The organisation noted that since a few of the individuals were targeted several times, it showed a “disturbing pattern of spyware attacks against HRDs involved in the Bhima Koregaon case”. “The targeted HRDs have been openly speaking out about human rights violations in the country,” the report added. “Recently, eight called for the release of 11 prominent activists arrested two years ago in relation to the protests and violence at Bhima Koregaon in Maharashtra.... One of the targets is not directly linked to this case, but has been vocal in calling for the release of GN Saibaba, a disabled academic jailed in Maharashtra.”

The report highlighted that those behind the investigation were able to identify “12 spearphishing emails” that were sent between January and October 2019 to the activists. This is an attempt to install a malicious software on the target’s computer or phone by sending personalised emails, often impersonating someone known to them. Through a spearphishing attack, confidential and private conversations can be accessed.

“The spearphishing emails and spyware suggest that this is not a cyber-crime attack, but a spyware campaign trying to compromise devices of HRDs,” the report further said. “Our investigation was not able to conclusively attribute the attack to a particular group with high confidence.”

Three of the activists were targeted last year with NSO Group’s Pegasus spyware, the report noted. During a two-week period in May 2019, at least 121 Indians were the target of an attempted security breach using the Pegasus WhatsApp spyware. According to the government, the personal data of at least 20 WhatsApp users was accessed by unidentified hackers. The spyware was developed by an Israeli company that claims that the software was sold to only government agencies. The government, however, has denied its role in the illegal surveillance of the devices.

Also read:

Israeli spyware used to spy on Indian journalists and activists, confirms WhatsApp

Bhima Koregaon case

Violence broke out between Dalits and Marathas in the village of Bhima Koregaon near Pune on January 1, 2018. This came a day after an event in Pune, called the Elgar Parishad, was organised to commemorate the Battle of Bhima Koregaon in 1818 in which the Dalit soldiers fighting for the British Army defeated the Brahmin Peshwa rulers of the Maratha empire. One person died in violence during a bandh called by Dalit outfits on January 2.
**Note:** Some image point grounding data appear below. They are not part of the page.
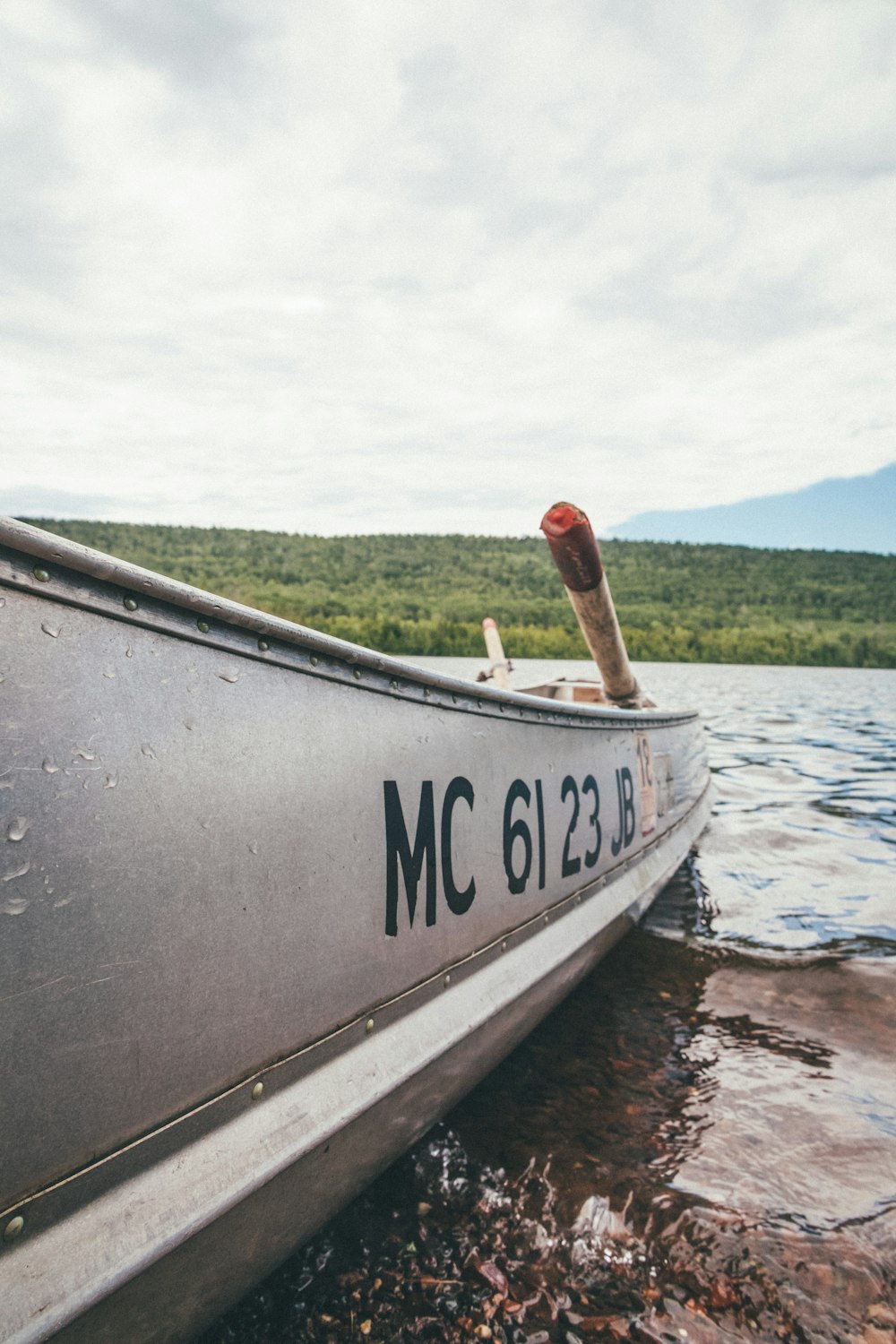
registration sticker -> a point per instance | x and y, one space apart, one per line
646 784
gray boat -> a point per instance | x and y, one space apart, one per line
271 903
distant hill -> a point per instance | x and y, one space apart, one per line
427 594
857 513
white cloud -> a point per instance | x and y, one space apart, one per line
413 266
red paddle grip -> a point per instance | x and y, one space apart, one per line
573 546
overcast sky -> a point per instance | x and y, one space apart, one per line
398 265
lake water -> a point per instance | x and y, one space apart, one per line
700 1144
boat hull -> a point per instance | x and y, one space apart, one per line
276 905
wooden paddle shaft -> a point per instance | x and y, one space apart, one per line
576 556
495 650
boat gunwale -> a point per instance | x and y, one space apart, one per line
104 569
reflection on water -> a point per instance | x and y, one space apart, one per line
702 1142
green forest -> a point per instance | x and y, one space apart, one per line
427 594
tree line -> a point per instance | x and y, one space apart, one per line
427 594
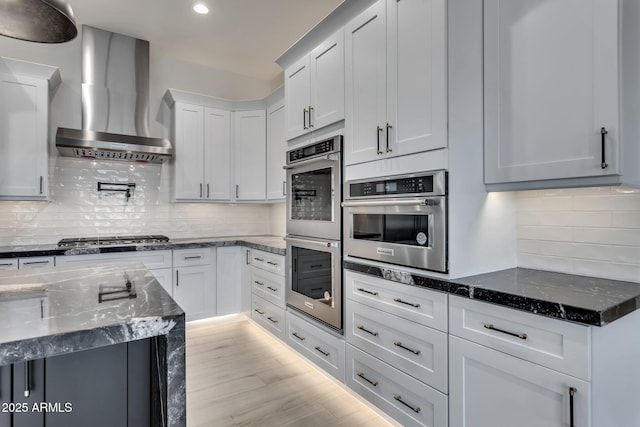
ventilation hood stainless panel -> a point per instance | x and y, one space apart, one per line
115 102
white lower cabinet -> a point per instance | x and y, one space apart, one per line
493 389
407 400
323 348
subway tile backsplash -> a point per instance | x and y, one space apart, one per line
76 208
585 231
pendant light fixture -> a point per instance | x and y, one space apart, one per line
43 21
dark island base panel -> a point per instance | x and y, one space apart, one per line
586 300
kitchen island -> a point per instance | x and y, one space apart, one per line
50 313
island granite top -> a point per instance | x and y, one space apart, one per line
586 300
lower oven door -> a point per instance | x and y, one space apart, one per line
314 278
411 232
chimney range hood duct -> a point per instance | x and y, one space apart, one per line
115 102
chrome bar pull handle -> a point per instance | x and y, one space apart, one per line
362 328
406 303
372 382
399 344
603 132
375 294
572 391
513 334
415 409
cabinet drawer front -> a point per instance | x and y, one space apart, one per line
404 398
322 348
36 262
266 261
420 305
268 286
553 343
268 316
186 257
151 259
490 388
8 264
410 347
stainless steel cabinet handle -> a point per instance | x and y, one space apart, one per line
373 383
415 409
513 334
572 391
319 350
399 344
604 164
407 303
368 292
362 328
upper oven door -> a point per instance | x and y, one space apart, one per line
314 196
410 232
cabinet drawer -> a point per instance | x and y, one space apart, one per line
151 259
553 343
415 349
420 305
8 264
268 286
267 261
268 316
187 257
317 345
36 262
404 398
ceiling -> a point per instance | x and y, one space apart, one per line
238 36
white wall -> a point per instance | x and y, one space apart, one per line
587 231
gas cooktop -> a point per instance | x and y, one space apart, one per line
111 241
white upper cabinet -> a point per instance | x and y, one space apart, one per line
276 152
396 81
250 154
24 128
314 88
552 91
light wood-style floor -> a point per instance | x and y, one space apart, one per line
239 375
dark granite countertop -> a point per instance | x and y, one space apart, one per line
267 243
51 311
586 300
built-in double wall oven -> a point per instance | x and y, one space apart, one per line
398 220
314 231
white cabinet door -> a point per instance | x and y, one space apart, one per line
488 388
228 280
365 80
250 155
189 160
276 152
416 76
297 94
24 103
551 85
327 82
217 145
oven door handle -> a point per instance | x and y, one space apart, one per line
396 202
333 157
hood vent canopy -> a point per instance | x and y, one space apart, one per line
115 102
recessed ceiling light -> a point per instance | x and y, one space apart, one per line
201 8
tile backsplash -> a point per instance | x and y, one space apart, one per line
75 207
585 231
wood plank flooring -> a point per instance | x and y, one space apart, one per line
239 375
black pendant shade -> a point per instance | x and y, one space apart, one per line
43 21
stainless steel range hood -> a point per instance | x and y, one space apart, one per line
115 102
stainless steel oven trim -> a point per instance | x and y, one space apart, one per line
332 316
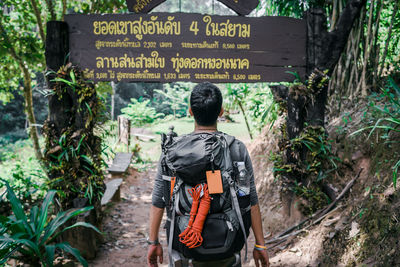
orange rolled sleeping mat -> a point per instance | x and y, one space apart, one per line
191 236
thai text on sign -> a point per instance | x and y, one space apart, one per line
165 47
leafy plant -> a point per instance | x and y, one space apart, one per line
178 97
262 108
385 119
140 113
30 237
236 95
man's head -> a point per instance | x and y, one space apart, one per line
206 103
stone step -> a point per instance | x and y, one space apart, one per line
120 163
113 191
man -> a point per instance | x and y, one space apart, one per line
206 107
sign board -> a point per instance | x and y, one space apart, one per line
165 47
242 7
142 6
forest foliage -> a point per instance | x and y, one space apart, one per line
368 72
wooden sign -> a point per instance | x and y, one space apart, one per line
242 7
165 47
142 6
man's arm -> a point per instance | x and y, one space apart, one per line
256 226
155 250
155 222
156 214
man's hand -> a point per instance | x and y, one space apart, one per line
261 256
154 251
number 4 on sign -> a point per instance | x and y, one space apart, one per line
193 27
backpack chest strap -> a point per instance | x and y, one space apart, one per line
236 207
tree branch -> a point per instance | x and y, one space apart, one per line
50 7
337 39
64 9
39 20
396 7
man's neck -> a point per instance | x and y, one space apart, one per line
201 128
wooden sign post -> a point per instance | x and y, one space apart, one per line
142 6
124 131
242 7
168 47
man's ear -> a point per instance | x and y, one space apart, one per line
221 112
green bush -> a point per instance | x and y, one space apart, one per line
383 117
30 237
140 113
20 168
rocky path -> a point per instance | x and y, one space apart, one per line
126 225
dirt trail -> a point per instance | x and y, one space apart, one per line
126 225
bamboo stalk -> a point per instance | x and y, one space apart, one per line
362 86
38 20
396 7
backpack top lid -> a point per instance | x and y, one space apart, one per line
190 156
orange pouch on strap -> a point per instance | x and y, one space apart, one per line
172 184
214 182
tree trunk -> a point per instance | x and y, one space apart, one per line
33 133
245 119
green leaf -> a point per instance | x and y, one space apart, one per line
17 209
31 245
50 249
61 218
73 251
44 212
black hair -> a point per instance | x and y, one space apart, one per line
206 103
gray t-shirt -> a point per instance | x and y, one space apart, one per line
238 153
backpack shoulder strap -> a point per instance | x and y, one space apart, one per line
227 174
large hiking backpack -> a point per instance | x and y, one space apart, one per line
185 160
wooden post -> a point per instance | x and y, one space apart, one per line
60 118
57 44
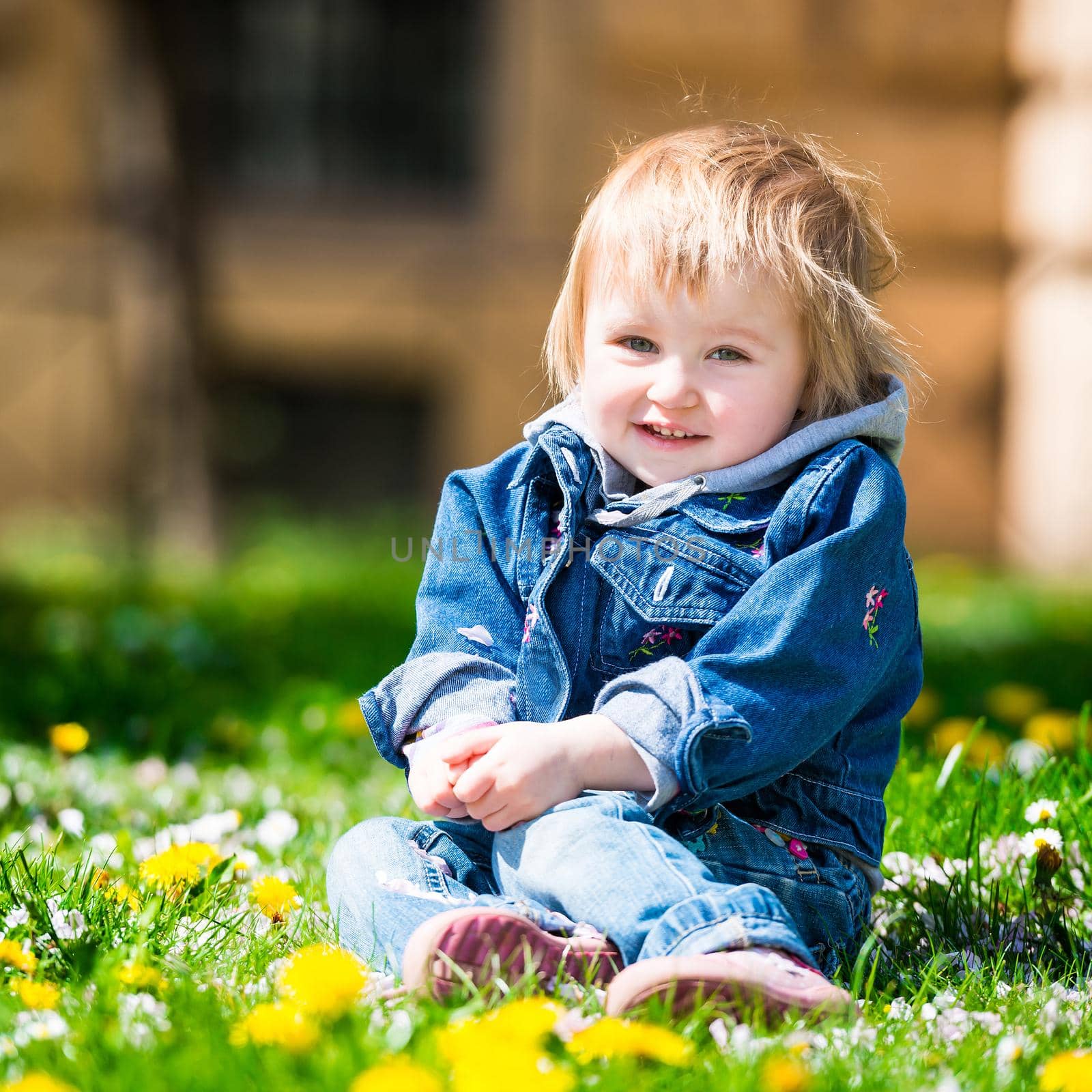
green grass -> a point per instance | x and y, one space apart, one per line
245 680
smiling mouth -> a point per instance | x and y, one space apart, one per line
671 437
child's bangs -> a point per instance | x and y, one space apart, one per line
660 240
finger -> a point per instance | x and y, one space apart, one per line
455 773
433 808
502 819
468 745
474 784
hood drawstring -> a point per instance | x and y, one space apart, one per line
655 506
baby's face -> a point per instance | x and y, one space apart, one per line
730 371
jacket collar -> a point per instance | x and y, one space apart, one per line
882 423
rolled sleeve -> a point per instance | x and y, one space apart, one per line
470 622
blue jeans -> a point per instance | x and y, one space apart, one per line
711 882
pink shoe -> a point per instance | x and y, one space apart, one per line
775 981
484 943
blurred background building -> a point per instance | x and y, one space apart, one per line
307 249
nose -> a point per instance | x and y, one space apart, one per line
672 385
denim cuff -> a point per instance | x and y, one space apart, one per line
664 784
663 709
449 726
431 688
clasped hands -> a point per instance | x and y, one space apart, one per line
506 773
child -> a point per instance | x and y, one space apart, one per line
664 644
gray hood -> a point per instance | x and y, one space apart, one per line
884 423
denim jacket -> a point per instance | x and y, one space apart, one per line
753 629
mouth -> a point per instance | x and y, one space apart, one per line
663 442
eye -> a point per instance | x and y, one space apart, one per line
724 349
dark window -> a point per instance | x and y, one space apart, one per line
307 449
336 98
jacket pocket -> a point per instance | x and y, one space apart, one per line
659 593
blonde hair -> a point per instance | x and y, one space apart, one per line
707 202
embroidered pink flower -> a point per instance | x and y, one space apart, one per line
529 622
874 600
657 638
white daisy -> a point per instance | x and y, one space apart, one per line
1041 835
1041 811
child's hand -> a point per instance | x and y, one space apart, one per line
518 770
431 784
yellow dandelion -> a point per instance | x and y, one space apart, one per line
38 995
505 1048
274 898
178 866
351 720
397 1075
325 980
986 748
924 711
69 738
121 893
200 853
278 1024
1067 1073
1014 702
949 732
140 977
38 1082
1054 729
484 1065
612 1037
12 955
786 1075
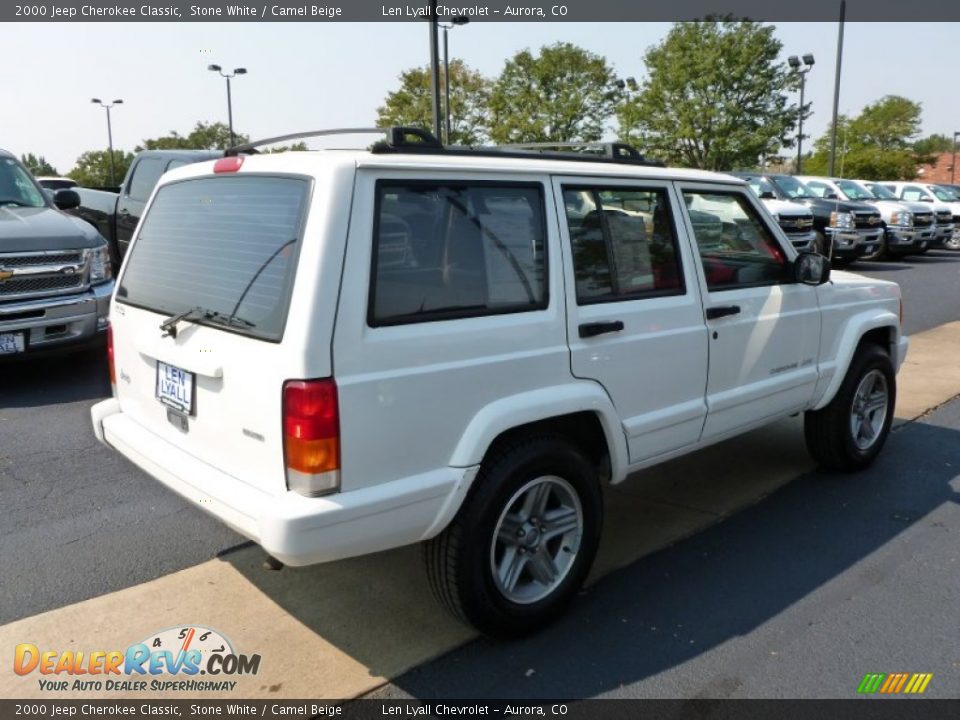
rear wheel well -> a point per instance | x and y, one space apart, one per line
582 430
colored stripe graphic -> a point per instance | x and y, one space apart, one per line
894 683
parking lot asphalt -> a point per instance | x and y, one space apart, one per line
78 522
798 596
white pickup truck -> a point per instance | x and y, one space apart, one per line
340 352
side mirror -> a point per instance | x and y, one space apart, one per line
811 269
66 199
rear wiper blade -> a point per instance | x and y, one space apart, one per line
169 326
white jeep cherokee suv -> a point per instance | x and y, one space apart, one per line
340 352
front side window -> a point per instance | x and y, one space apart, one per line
736 247
623 244
450 250
17 189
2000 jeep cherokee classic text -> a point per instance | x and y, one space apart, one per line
339 352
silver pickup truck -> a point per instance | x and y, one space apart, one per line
55 273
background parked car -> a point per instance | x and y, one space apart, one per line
55 274
908 227
845 231
944 203
116 214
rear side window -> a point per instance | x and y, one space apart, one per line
450 250
145 177
623 242
227 246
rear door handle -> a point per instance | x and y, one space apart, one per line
722 311
594 329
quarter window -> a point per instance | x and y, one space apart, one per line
736 247
623 244
453 250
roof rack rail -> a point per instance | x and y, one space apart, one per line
397 137
405 139
609 150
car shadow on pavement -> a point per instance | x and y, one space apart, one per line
655 614
34 382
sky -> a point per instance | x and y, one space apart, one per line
311 76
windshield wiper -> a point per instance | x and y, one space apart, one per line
169 326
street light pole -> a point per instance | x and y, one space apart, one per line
836 87
458 20
953 164
435 70
794 63
228 76
105 106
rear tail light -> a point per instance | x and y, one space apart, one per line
111 367
311 436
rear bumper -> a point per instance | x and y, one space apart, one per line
296 530
59 324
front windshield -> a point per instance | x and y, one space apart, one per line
855 191
17 189
792 188
881 193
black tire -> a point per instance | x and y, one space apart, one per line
829 431
459 560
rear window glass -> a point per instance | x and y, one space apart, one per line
451 250
226 246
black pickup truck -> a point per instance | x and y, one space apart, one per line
845 230
115 212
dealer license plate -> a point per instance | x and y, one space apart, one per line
11 343
175 387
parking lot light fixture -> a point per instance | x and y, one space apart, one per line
107 106
801 69
228 76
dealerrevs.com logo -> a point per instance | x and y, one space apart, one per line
169 660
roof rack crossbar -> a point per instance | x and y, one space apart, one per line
397 137
612 150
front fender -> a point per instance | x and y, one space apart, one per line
838 357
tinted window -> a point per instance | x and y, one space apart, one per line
227 245
623 244
457 250
145 177
736 247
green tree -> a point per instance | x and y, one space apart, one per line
878 144
715 96
412 103
93 167
204 136
38 165
564 94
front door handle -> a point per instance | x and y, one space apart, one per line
722 311
594 329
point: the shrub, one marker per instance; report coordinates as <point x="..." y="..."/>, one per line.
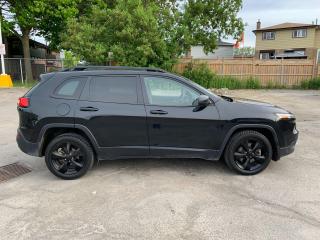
<point x="252" y="83"/>
<point x="311" y="84"/>
<point x="200" y="74"/>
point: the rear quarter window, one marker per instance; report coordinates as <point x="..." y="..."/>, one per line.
<point x="70" y="88"/>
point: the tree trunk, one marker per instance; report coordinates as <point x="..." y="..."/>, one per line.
<point x="26" y="54"/>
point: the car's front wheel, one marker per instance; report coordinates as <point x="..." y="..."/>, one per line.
<point x="69" y="156"/>
<point x="248" y="152"/>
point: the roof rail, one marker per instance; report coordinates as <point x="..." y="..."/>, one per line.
<point x="93" y="68"/>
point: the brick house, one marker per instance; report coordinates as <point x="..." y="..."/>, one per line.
<point x="287" y="41"/>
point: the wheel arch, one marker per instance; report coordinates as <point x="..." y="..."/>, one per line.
<point x="266" y="130"/>
<point x="51" y="131"/>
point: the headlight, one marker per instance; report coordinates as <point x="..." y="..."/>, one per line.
<point x="284" y="116"/>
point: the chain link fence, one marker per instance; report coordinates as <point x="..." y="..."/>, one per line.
<point x="16" y="69"/>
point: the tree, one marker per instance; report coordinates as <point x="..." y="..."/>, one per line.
<point x="150" y="32"/>
<point x="39" y="17"/>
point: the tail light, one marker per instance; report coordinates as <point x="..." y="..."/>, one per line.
<point x="23" y="102"/>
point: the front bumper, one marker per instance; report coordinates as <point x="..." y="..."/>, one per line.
<point x="26" y="146"/>
<point x="289" y="149"/>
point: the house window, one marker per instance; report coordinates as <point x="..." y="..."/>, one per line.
<point x="268" y="36"/>
<point x="300" y="33"/>
<point x="267" y="55"/>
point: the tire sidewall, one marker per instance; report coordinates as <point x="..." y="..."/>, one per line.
<point x="87" y="151"/>
<point x="229" y="158"/>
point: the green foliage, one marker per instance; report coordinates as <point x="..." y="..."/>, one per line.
<point x="45" y="18"/>
<point x="252" y="83"/>
<point x="70" y="60"/>
<point x="201" y="74"/>
<point x="311" y="84"/>
<point x="149" y="32"/>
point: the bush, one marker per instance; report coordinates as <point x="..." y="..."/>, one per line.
<point x="202" y="75"/>
<point x="311" y="84"/>
<point x="252" y="83"/>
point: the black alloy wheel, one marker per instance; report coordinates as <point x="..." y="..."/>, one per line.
<point x="249" y="152"/>
<point x="69" y="156"/>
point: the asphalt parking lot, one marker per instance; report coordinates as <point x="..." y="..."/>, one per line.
<point x="167" y="198"/>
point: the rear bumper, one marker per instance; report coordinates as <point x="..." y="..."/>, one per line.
<point x="26" y="146"/>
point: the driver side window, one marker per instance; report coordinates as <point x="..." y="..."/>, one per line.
<point x="167" y="92"/>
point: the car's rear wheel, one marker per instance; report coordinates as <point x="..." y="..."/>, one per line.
<point x="248" y="152"/>
<point x="69" y="156"/>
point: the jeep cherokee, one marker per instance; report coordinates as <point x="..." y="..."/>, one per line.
<point x="79" y="115"/>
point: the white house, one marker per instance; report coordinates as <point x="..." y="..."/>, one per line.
<point x="224" y="50"/>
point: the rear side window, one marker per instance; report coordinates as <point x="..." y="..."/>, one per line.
<point x="115" y="89"/>
<point x="69" y="88"/>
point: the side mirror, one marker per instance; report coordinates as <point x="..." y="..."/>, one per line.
<point x="201" y="102"/>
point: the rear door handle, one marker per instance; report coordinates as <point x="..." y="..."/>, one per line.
<point x="89" y="109"/>
<point x="161" y="112"/>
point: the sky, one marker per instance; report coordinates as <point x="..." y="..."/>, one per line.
<point x="272" y="12"/>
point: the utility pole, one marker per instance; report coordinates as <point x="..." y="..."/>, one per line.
<point x="5" y="80"/>
<point x="2" y="51"/>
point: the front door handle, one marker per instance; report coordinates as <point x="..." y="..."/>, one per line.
<point x="161" y="112"/>
<point x="89" y="109"/>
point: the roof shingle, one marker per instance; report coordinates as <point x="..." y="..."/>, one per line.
<point x="286" y="25"/>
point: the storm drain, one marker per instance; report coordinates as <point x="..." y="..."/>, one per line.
<point x="12" y="170"/>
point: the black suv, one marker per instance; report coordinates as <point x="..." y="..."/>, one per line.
<point x="104" y="113"/>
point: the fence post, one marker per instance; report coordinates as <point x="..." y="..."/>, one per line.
<point x="253" y="73"/>
<point x="282" y="72"/>
<point x="222" y="67"/>
<point x="21" y="71"/>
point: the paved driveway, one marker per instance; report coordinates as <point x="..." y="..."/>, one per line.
<point x="168" y="198"/>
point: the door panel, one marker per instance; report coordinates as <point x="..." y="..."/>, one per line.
<point x="183" y="128"/>
<point x="119" y="128"/>
<point x="179" y="131"/>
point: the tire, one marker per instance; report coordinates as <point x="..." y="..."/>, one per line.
<point x="69" y="156"/>
<point x="248" y="152"/>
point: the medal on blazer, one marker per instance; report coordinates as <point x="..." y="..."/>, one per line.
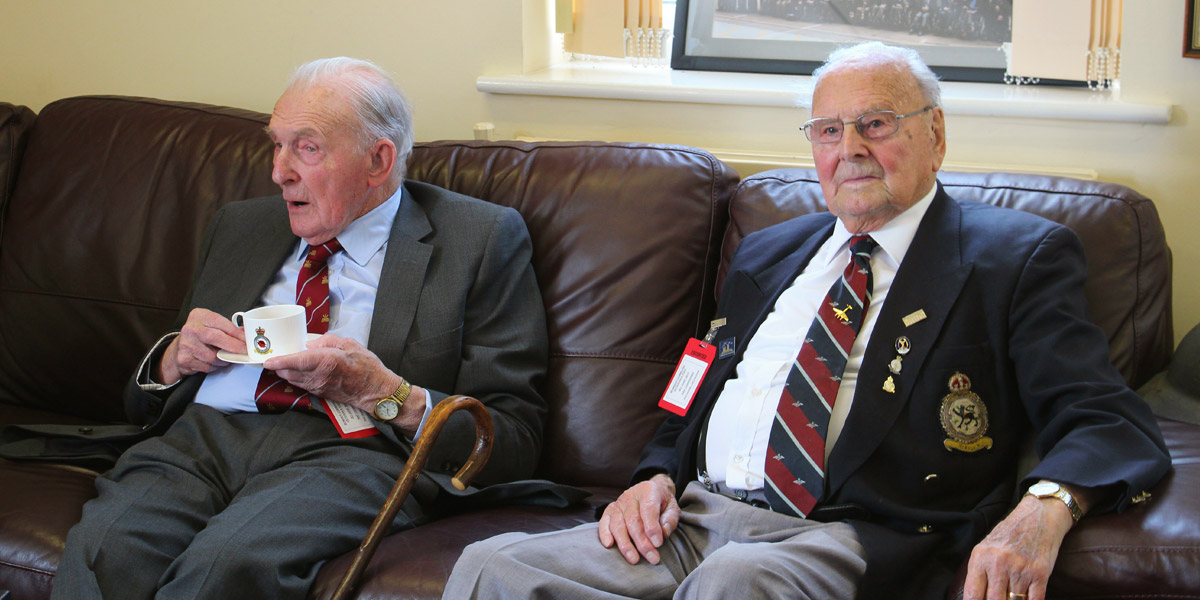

The Pune police conducted raids on several activists in April 2018, followed by two rounds of arrests that targeted 10 activists. On June 6, 2018, they arrested Surendra Gadling, Shoma Sen and Mahesh Raut from Nagpur, Sudhir Dhawale from Mumbai, and Rona Wilson from Delhi. On August 28, 2018, the police arrested five more activists – Sudha Bharadwaj, Arun Ferreira, Vernon Gonsalves, Varavara Rao and Gautam Navlakha.

By this time, the accusations against the activists had grown from inciting the violence in Bhima Koregaon to alleged involvement in a nationwide “Maoist conspiracy to destabilise democracy”, overthrow the government by setting up an “anti-fascist front” and plotting to assassinate Narendra Modi. All of the activists were labelled as “urban Naxals” and accused of being members of the banned Communist Party of India (Maoist).